The Hidden Costs of Customs: What Every CFO Needs to Know
Most companies underestimate the hidden costs of customs, but the right strategy can save millions and boost global competitiveness.
Import duties, sanctions and rules of origin. Customs declarations are becoming increasingly complex. What was once a relatively simple manual task has evolved into a highly intricate process that can either cost companies a great deal of money or help them save significant amounts. More than ever, customs declarations are an issue that concerns not only operational teams, but also the CFO and the wider executive leadership.
When United States President Donald Trump announced new import tariffs, international trade was immediately disrupted. Import duties themselves are not new, but the speed and volatility of the recent measures are unprecedented.
Nevertheless, the tariff war fits into a broader trend that has been developing for some time. Over recent years, customs declarations have become particularly complex, especially for companies with extensive supply chains operating internationally. When relevant data is also spread across organisational silos, managing customs activities effectively becomes even more challenging.
Companies Underestimate the Financial Impact of Declarations
Despite this complexity, a great deal is at stake for businesses. Research conducted by Boston Consulting Group in collaboration with Customs Support Group shows that companies tend to underestimate the economic importance of customs management. In Europe, customs clearance takes an average of two to three days.
Around twenty to forty percent of delays are caused by classification and documentation errors that could be avoided through proactive and accurate processes. In addition, demurrage and detention costs are incurred per container, often amounting to thousands of euros. Furthermore, in the case of incorrect declarations, additional import duties and taxes can be imposed retroactively for up to ten years.
In practice, organisations often pay too much when goods pass through customs. In some cases, this involves annual amounts reaching seven figures. Money that is effectively lost. Conversely, underpayment also occurs, which inevitably leads to costly penalties. The impact of customs activities is often not immediately visible, as fines may only be imposed months or even years later. As a result, customs declarations affect corporate profitability both in the short and the long term.
Given the significant financial impact, customs activities have become a matter for senior management and particularly for the CFO. When customs declarations can account for up to ten percent of the total cost of a product, it is clearly worth paying close attention to them. The more effectively companies integrate customs processes into their overall business strategy, the greater the impact on their competitiveness and resilience in global trade.
Ninety-Nine Percent Accuracy Is Not Enough
Trade is global, but customs authorities remain largely local. Differences between countries add further complexity to risk management for businesses. Being correct ninety-nine percent of the time is no longer sufficient. As detection rates increase through the use of technology and penalties continue to rise sharply, declarations must be accurate and complete.
Companies are advised to review their Harmonised System classifications. This system is used by customs authorities worldwide to classify goods entering a country and to determine applicable duties and taxes.

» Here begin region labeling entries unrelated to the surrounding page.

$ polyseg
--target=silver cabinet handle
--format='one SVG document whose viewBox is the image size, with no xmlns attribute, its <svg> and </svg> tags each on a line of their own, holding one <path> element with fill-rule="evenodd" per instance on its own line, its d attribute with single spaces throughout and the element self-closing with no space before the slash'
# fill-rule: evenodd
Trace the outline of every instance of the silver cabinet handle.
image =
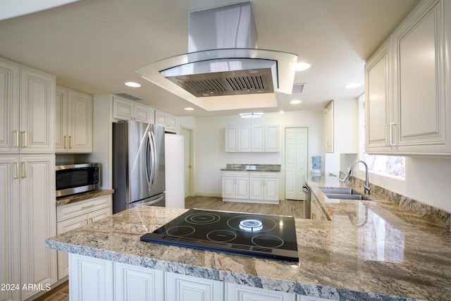
<svg viewBox="0 0 451 301">
<path fill-rule="evenodd" d="M 16 145 L 14 145 L 14 147 L 19 147 L 19 131 L 14 130 L 14 133 L 16 133 Z"/>
<path fill-rule="evenodd" d="M 25 161 L 22 161 L 22 178 L 27 178 L 26 167 L 27 166 L 25 165 Z"/>
<path fill-rule="evenodd" d="M 17 161 L 14 162 L 14 166 L 16 167 L 14 168 L 16 169 L 16 174 L 14 175 L 14 178 L 18 179 L 19 178 L 19 164 Z"/>
<path fill-rule="evenodd" d="M 27 131 L 22 132 L 22 148 L 27 147 Z"/>
</svg>

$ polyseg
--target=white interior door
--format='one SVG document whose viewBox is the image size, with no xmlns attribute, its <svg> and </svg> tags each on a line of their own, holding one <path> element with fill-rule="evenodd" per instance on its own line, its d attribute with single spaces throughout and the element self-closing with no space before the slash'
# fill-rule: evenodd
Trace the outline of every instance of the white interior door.
<svg viewBox="0 0 451 301">
<path fill-rule="evenodd" d="M 287 128 L 285 133 L 285 197 L 305 199 L 302 185 L 308 173 L 307 128 Z"/>
</svg>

For organisations, this creates opportunities to optimise duties and ensure they benefit from free trade agreements with other countries. In doing so, they can reduce costs and remain competitive in a constantly evolving global market. Data and insights into customs activities provide organisations with the tools they need to limit the impact of import duties on profitability as much as possible.
Outsourcing to Specialised Partners
That organisations are increasingly recognising the importance of this is evident from the growing trend to outsource customs activities to specialised partners. Customs as a Service provides access to deeper expertise, greater capacity and digital solutions that ensure accurate classification of goods and compliance with regulations. Just as an accountant supports strategic investment decisions, expert support in customs matters can help companies save substantial amounts when preparing and managing customs declarations.
In the coming years, customs activities are unlikely to become any simpler. Geopolitical instability requires organisations to effectively incorporate risks, sanctions and export restrictions into their declarations. At the same time, increasingly strict rules are being introduced regarding product origin and carbon emissions. A clear example of this is CBAM, which applies to sectors such as the steel industry.
In 2024, customs authorities worldwide collected between six hundred and nine hundred billion US dollars in customs duties, representing almost one percent of global economic activity. In that context, the tariff war and similar developments may serve as a necessary reminder for companies to consider more carefully the impact of customs on their overall profitability.